Ceph configuration - best practices

itret · Mar 26, 2024

Long story short... not possible.
I'm planning to install and use ceph and HA in my working cluster enviroment.
I have 4 nodes with 256GB RAM each and 2x10G NICs dedicated for ceph cluster network traffic.
I already know this may be not enough for perfect performance so I'm planning to swap NICs with at least 40G cards but this is not a case.
I did some tests myself, first thing I found out is that you cannot have your proxmox ve installed on usb drives this will cause a lot of issues as system will be terribly slow no matter how good rest of your hardware is. I tried to install ceph on my nodes equipped with nvme m.2 drives and performance was terrible.
I already changed these 2TB NVMe drives from WD RED to Micron 7450 PRO MAX.
I decided to rebuild my cluster from scratch. Ceph is already installed I got rid of USB for main instllation, I didn't notice any bottlenecks like before, Everything works smooth, no timeouts in GUI now it's time to go further with configuration.
I stucked on OSD creation. Shall I divide my nvme drives to partitions to create more OSDs?
What about DB disk? by default proxmox suggests to use OSB disk. Would you suggest to use another physical drive? And if yes, how large should it be?
The rest I think I know but any advice I will respect. Thank you.
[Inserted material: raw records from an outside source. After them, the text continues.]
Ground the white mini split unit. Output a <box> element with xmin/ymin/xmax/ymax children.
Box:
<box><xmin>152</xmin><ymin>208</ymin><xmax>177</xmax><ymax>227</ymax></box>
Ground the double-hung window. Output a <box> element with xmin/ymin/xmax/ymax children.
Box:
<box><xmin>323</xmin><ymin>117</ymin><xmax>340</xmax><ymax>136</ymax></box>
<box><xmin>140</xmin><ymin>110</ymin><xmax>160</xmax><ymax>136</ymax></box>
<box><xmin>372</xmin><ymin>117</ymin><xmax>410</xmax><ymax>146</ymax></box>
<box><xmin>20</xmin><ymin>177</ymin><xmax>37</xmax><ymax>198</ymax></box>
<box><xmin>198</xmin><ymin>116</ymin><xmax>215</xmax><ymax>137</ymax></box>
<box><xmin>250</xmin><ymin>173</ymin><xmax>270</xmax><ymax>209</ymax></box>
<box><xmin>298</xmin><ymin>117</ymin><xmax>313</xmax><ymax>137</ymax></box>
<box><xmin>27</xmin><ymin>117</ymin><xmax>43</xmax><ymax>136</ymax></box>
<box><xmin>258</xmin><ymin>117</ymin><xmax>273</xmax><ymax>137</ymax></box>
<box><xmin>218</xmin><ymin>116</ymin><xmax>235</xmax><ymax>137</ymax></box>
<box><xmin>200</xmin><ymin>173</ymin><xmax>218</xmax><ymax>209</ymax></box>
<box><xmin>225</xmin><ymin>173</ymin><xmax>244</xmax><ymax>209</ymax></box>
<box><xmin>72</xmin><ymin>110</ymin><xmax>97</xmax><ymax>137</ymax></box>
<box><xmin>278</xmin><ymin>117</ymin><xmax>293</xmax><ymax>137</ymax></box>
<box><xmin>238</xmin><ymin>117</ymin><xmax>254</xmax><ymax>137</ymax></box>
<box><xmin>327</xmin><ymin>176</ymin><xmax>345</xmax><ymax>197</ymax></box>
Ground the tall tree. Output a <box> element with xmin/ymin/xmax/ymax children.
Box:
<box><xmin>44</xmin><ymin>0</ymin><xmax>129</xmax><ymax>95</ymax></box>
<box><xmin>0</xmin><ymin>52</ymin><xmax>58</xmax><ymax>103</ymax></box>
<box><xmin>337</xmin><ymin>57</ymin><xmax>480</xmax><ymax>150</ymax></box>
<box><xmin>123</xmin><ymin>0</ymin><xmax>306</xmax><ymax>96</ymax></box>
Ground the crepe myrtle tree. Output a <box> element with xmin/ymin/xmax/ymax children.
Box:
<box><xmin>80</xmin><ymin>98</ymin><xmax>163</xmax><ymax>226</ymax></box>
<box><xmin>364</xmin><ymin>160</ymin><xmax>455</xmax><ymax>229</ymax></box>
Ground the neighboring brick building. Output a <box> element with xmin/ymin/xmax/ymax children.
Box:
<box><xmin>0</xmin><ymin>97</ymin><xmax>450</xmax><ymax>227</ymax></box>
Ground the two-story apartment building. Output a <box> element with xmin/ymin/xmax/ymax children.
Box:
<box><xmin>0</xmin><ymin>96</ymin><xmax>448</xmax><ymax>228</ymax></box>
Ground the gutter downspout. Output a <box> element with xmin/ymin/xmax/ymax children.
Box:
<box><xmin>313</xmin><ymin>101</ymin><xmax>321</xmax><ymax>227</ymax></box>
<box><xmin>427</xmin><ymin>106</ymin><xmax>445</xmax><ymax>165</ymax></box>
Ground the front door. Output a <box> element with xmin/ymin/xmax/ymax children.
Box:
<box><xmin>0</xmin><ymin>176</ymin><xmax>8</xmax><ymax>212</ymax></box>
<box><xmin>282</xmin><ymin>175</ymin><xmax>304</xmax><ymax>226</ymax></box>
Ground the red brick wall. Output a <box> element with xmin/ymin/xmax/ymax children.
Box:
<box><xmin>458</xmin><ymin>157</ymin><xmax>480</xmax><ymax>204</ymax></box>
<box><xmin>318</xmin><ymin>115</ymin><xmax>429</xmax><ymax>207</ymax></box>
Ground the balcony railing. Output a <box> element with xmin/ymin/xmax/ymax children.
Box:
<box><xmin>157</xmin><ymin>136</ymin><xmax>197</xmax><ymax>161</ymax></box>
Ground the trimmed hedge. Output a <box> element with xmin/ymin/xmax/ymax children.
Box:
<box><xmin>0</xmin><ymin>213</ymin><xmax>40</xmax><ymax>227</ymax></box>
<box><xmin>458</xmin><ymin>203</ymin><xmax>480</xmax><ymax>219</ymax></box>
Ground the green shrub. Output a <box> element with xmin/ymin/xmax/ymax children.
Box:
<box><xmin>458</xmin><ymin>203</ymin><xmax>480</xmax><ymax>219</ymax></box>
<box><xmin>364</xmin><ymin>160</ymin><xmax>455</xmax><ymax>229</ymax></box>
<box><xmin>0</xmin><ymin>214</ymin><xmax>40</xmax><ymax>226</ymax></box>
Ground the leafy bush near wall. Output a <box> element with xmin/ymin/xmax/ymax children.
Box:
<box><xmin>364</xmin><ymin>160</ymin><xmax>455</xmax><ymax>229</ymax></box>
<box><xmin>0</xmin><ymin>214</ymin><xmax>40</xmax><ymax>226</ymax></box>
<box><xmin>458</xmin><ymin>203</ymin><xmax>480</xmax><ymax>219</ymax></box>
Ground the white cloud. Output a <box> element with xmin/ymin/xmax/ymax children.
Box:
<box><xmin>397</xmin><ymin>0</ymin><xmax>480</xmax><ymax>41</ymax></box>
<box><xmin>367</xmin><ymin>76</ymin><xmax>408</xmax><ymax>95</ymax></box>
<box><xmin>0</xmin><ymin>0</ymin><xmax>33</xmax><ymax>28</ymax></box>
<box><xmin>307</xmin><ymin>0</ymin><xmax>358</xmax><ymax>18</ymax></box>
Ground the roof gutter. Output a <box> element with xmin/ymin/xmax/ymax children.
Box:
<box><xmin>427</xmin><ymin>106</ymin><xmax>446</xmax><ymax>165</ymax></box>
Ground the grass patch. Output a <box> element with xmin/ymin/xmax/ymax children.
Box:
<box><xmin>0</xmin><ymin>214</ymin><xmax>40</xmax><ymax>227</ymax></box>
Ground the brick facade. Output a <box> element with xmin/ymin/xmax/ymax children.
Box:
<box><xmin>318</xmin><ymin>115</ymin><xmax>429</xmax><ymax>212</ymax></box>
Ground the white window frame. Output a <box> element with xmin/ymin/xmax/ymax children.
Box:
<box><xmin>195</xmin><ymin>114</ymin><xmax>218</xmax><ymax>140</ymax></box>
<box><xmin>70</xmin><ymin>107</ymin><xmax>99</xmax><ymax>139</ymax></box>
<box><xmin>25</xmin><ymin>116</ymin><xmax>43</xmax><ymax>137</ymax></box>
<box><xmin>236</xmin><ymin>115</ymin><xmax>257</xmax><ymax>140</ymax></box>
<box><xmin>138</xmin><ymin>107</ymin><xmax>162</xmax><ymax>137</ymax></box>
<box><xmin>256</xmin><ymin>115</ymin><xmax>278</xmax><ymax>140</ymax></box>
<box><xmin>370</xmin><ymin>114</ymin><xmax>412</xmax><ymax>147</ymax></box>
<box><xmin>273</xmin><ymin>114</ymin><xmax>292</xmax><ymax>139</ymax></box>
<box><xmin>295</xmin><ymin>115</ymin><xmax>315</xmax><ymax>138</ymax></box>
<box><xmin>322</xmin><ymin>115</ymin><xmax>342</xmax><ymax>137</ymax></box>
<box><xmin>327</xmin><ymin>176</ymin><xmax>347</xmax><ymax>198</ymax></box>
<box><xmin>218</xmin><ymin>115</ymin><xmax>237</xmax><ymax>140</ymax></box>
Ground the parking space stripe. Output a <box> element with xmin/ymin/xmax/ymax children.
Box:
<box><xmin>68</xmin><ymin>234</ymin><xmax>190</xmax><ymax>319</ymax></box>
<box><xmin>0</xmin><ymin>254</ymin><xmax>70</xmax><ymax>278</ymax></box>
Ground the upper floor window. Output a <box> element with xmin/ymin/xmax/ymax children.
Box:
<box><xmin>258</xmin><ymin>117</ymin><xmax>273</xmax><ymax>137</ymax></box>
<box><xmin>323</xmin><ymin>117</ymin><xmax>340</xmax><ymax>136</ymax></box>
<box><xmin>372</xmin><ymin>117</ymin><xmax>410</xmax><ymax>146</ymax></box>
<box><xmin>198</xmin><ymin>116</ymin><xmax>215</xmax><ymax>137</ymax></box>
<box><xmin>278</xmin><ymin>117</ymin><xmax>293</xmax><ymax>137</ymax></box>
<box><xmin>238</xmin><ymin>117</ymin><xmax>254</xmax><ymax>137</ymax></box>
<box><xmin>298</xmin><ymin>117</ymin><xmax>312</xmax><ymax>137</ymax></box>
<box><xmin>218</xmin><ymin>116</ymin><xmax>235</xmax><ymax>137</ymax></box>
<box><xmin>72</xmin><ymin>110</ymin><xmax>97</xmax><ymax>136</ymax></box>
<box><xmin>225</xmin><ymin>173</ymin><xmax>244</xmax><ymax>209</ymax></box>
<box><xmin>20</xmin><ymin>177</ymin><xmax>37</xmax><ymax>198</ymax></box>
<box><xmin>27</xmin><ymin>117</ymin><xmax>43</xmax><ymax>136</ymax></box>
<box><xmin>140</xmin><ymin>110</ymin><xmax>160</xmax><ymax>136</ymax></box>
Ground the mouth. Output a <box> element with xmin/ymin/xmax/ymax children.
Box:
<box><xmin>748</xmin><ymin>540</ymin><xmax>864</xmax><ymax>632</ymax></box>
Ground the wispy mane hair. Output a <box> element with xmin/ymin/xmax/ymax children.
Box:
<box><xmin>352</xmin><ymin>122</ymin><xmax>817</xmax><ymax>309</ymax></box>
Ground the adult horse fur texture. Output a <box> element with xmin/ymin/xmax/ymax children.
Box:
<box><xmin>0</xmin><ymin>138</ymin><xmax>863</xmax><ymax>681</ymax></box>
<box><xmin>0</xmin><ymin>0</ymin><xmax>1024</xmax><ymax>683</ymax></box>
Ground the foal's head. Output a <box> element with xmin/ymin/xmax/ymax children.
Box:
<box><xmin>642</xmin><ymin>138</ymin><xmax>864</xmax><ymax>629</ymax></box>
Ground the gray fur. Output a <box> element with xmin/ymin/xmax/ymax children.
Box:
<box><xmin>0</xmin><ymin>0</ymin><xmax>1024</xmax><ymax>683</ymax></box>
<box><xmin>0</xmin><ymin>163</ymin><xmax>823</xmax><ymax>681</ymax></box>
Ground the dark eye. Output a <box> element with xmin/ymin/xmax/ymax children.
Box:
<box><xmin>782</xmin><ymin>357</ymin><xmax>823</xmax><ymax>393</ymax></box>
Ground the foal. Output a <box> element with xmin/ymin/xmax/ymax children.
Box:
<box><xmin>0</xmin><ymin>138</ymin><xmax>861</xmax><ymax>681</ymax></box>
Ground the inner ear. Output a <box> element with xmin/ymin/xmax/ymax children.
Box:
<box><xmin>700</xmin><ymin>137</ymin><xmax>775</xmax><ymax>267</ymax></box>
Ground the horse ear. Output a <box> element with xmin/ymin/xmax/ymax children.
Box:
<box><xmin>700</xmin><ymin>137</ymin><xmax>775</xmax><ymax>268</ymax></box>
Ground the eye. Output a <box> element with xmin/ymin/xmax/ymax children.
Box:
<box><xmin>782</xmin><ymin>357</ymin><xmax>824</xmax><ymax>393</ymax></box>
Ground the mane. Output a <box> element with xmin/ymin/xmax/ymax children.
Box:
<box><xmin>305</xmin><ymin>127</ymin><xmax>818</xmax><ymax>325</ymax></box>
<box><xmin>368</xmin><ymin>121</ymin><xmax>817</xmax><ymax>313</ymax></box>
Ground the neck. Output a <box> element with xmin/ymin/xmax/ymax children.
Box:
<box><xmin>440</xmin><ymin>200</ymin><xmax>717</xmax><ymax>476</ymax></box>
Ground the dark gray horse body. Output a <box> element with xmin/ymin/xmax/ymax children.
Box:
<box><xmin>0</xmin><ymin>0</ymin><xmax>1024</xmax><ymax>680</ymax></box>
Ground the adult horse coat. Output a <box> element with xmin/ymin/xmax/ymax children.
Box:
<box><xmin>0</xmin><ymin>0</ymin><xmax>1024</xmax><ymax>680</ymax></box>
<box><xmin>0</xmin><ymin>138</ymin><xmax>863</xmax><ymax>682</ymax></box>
Alwin Antreich · Apr 2, 2024

itret said:
Long story short... not possible.

Does that mean you were unsuccessful in using Proxmox in this constellation?

Or do you still have some unanswered questions?

itret · Apr 2, 2024

Alwin Antreich said:
Does that mean you were unsuccessful in using Proxmox in this constellation?

Or do you still have some unanswered questions?

So finally I got Ceph configuration up and running. 3 nodes with 3 NVMe m2 2TB Micron 7450 drives each divided to equal 4 OSDs. This is 12OSDs in total. Everything running on separate 10Gb NIC cards (I'm thinking of using 2nd port for balance-alb but for now I don't have enough empty SFP+ ports in my Cisco CSB350 switches).
To be honest I'm kinda dissapointed with performance I mean speed as Ceph is working fine no errors.
All I can get from this config is 780MB/s read and 240MB/s write.
I checked network speed with iperf on all nodes with each other and I' m getting transfer 10,5GBytes and bandwidth 9.03 Gbits/sec

Is there anything I can do to improve this? At this moment I don't have any important VMs moved to ceph so I can redo the config.

Alwin Antreich · Apr 2, 2024

itret said:
Is there anything I can do to improve this? At this moment I don't have any important VMs moved to ceph so I can redo the config.

Increase your network speed and bandwidth (and use LACP). See the benchmark [0] for comparison and the one [1] for the high performance cluster.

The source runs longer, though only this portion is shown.